Catégorie(s) : Economie



Les crises financière de 2008 et 2011 ont porté sur les marchés et notamment les spéculateurs sur le devant de la scène. A écouter les médias et les politiques de droite comme de gauche, ils sont accusés de tous les maux et il faudrait les taxer, les contrôller...La réalité est-elle si simple ?

            Contrairement aux idées reçues, les marchés ne sont à pas l'origine de crises de 2008 et 2011 (mais les déclencheurs, ce qui n'est pas tout à fait la même chose).

            Ainsi, les subprimes responsables de la crise de 2008 sont des créatures étatiques. C'est par volonté de faciliter l'accession à la propriété des américains les plus pauvres que l'administration Clinton a décidé à la fin des années 90 la créations prêts hypothécaires. En réalité, le pêché originel est d'avoir commis une erreur incroyable : prêter à des personnes insolvables. L'Etat américain a de surcroît, poussé les banques à titriser et développer ces prêts, se portant même garant en cas de pépin (par l'intermédiaire des organismes de refinancement semi-publics Freddie Mac et Fanni Maé), et en faisant baisser les taux d'intérêts de la banque centrale américaine. Bref, ce ne sont ni les spéculateurs, ni les marchés qui ont crée la bombe mais bel et bien un ensemble d'erreurs provenant de l'Etat fédéral américain.

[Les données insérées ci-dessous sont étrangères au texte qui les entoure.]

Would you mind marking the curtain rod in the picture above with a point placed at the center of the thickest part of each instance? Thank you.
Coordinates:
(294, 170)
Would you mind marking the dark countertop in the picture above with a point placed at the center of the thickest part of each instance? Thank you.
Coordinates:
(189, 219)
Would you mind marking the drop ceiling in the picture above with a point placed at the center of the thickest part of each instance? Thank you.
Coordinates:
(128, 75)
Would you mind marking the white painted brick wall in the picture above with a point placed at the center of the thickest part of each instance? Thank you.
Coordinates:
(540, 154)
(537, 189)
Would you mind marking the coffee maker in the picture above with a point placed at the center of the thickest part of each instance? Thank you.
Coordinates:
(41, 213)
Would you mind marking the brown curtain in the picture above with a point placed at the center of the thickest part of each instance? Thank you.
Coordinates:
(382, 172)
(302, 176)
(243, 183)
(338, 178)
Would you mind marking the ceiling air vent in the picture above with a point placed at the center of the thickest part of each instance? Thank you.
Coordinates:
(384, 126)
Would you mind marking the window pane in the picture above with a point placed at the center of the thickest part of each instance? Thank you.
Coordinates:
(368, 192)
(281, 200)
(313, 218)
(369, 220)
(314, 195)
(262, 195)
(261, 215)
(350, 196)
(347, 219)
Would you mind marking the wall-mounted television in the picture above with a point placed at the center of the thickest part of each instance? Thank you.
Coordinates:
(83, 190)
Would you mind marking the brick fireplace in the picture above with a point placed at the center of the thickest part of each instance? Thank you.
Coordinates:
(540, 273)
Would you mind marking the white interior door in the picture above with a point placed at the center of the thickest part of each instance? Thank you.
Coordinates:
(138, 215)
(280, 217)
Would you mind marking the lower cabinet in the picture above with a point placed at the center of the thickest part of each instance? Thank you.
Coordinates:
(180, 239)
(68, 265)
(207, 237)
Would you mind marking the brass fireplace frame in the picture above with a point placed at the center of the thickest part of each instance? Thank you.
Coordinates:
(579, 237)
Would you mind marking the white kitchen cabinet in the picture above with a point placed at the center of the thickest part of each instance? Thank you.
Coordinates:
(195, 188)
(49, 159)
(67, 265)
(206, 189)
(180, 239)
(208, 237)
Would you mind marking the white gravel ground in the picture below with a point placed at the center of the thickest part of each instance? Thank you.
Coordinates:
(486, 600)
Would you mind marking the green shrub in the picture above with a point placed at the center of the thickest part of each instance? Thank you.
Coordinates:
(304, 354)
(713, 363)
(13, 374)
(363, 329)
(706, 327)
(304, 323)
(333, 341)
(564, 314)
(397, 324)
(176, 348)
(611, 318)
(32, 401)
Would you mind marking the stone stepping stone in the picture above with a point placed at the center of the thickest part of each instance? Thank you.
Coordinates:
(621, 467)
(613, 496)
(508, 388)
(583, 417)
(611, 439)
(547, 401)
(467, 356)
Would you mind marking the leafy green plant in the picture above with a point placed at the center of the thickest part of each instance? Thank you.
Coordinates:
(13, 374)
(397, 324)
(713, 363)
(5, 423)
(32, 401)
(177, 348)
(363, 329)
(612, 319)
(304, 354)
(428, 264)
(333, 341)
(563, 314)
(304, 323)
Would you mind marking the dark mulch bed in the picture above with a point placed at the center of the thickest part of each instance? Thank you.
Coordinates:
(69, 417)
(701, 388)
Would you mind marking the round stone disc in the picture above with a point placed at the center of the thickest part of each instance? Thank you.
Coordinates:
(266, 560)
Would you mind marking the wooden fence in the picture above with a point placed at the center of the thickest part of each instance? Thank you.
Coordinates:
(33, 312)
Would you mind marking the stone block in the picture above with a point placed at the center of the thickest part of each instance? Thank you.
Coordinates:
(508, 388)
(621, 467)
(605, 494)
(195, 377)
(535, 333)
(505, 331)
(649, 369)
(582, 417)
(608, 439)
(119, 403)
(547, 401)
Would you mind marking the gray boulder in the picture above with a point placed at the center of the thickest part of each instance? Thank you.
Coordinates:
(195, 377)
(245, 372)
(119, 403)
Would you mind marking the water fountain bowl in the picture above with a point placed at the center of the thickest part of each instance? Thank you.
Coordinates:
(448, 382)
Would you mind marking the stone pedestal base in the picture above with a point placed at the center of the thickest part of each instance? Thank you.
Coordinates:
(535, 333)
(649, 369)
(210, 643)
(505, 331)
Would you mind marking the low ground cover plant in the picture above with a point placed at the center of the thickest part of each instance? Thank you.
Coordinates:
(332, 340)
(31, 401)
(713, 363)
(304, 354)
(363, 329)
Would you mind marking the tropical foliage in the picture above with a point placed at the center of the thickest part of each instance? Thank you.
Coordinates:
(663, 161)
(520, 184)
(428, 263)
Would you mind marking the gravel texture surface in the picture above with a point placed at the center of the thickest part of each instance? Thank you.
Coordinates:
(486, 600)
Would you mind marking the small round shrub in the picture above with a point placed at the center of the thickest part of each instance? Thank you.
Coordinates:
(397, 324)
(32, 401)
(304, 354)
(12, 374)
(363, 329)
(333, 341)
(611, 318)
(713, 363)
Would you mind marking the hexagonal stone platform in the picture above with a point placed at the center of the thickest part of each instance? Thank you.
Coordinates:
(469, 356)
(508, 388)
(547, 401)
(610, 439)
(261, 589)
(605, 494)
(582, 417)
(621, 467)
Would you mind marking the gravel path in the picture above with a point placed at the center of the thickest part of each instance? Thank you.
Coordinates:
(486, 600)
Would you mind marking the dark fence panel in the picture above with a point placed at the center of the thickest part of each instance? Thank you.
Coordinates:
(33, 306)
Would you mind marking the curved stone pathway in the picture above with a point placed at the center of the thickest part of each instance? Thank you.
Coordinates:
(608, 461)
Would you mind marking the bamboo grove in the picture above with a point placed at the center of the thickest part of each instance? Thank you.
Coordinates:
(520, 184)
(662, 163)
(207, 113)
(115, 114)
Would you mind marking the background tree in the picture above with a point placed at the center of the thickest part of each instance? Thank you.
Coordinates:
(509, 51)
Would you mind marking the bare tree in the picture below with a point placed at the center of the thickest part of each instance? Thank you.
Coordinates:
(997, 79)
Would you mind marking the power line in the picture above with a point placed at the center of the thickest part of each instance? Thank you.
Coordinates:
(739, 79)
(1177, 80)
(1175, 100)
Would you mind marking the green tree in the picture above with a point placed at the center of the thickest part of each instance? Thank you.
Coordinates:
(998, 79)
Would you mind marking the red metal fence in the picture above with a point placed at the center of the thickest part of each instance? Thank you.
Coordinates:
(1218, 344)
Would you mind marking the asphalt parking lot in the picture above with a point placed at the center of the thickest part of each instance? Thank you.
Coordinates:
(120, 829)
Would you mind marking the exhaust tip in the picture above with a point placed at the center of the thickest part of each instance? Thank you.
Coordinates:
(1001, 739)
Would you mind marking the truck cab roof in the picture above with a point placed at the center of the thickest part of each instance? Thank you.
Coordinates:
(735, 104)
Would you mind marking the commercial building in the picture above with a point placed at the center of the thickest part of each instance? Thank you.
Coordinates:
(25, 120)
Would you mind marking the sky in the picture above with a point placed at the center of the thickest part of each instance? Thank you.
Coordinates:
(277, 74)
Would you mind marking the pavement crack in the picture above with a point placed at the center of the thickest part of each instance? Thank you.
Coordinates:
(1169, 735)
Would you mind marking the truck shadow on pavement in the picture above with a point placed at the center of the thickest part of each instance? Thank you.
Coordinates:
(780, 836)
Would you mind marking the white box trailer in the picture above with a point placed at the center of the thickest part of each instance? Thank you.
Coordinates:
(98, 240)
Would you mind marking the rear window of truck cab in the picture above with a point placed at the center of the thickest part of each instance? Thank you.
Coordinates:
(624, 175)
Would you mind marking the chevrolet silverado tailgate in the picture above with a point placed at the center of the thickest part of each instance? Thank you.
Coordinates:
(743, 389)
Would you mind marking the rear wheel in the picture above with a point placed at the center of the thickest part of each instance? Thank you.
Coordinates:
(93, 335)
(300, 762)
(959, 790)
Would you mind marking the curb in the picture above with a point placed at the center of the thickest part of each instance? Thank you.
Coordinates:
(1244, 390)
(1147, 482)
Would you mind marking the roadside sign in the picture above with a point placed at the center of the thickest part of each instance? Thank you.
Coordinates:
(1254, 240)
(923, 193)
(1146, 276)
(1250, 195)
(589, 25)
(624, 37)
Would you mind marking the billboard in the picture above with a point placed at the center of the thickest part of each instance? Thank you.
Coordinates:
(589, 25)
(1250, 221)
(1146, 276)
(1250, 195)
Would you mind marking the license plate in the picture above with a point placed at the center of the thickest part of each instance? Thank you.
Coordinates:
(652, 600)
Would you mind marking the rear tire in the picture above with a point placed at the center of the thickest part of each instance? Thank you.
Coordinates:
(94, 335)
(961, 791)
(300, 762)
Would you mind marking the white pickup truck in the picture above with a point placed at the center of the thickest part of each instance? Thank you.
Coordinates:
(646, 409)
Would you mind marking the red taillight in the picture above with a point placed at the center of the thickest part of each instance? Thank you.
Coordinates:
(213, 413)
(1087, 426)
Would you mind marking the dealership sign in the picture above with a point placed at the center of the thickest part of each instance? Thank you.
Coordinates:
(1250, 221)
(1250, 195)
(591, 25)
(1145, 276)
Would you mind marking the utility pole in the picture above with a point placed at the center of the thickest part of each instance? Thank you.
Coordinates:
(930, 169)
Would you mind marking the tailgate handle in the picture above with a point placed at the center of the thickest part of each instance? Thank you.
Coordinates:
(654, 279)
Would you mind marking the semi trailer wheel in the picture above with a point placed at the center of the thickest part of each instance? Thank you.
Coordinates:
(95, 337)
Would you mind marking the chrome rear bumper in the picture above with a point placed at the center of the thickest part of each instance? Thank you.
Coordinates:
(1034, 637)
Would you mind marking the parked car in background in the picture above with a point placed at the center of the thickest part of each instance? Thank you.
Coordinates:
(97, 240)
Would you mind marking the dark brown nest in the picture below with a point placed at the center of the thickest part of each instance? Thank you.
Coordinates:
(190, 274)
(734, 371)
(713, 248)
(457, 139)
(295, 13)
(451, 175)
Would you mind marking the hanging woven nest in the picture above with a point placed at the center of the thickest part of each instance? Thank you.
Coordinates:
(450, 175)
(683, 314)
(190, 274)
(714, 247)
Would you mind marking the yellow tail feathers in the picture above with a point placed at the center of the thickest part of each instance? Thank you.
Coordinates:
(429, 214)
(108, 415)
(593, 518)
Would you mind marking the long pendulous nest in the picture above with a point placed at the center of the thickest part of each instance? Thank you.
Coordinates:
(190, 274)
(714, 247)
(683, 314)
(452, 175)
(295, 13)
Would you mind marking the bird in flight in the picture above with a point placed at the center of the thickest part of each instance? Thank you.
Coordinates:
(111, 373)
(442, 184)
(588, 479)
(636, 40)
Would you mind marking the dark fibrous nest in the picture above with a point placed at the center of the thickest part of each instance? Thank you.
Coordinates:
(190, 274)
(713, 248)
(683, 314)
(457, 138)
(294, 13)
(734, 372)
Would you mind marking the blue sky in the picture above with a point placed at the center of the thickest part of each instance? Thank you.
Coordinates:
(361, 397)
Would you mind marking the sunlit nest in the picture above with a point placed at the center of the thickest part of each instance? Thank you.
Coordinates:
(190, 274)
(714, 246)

Concernant la crise de la dette qui nous touche actuellement, ce sont une fois encore les Etats qui en sont à l'origine. Pour rappel, la France est depuis plus de 30 ans en deficit chronique. Les marchés n'ont fait que rappeler une règle de bon sens : on ne peut pas s'endetter infiniment. Alors effectivement, nous avons pu vivre dans un modèle où la croissance était adossé à de la dette pendant 30 ans sans problèmes...mais il était évident qu'il faudrait un jour payer l'addition. L'élément déclencheur a été l'accélération des déficits suite à la crise de 2008, causés notamment par de dispendieux (et peu efficaces à en juger par les chiffres) plans de relance. L'embryon de doute sur le remboursement de la dette Grecque s'est ensuite propagé au restant de l'Europe faute d'avoir pu être rassuré par une gouvernance politique et monétaire solide. 

            Cela dit, on pourrait presque souligner l'aspect « salutaire » des marchés révélant, certes de manière impitoyable,  nos errements. Sans la hausse des taux d'intérêts et des obligations d'Etats, combien de temps aurait-on continuer à vivre ce modèle insoutenable qu'est le surendettement ?  De même, sans la crise boursière consécutive aux subprimes, aurions nous aussi eu le droit à nos subprimes à la française (il s'agissait rappelons le d'une des mesures du programme Sarkozy version  2007 !) ? 

            Alors, évidemment, tout n'est pas rose, et il y a certainement des choses à réguler, notamment sur la transparence, les conflits d'intérêts, les oligopoles bancaires, les interventions douteuses des banques centrales...Il s'agit remettre chacun devant de ses responsabilités. Mais accuser à tords et à travers les marchés, en  voulant par exemple taxer les transactions financières n'est certainement pas la bonne solution. Une telle taxe serait non seulement complexe à mettre en œuvre (il faut qu'elle soit internationalement appliquée pour être efficace), mais aussi aurait pour effet pervers de pousser les opérateurs à faire leur transactions dans des marchés parallèles beaucoup moins visibles...et donc beaucoup moins contrôlables.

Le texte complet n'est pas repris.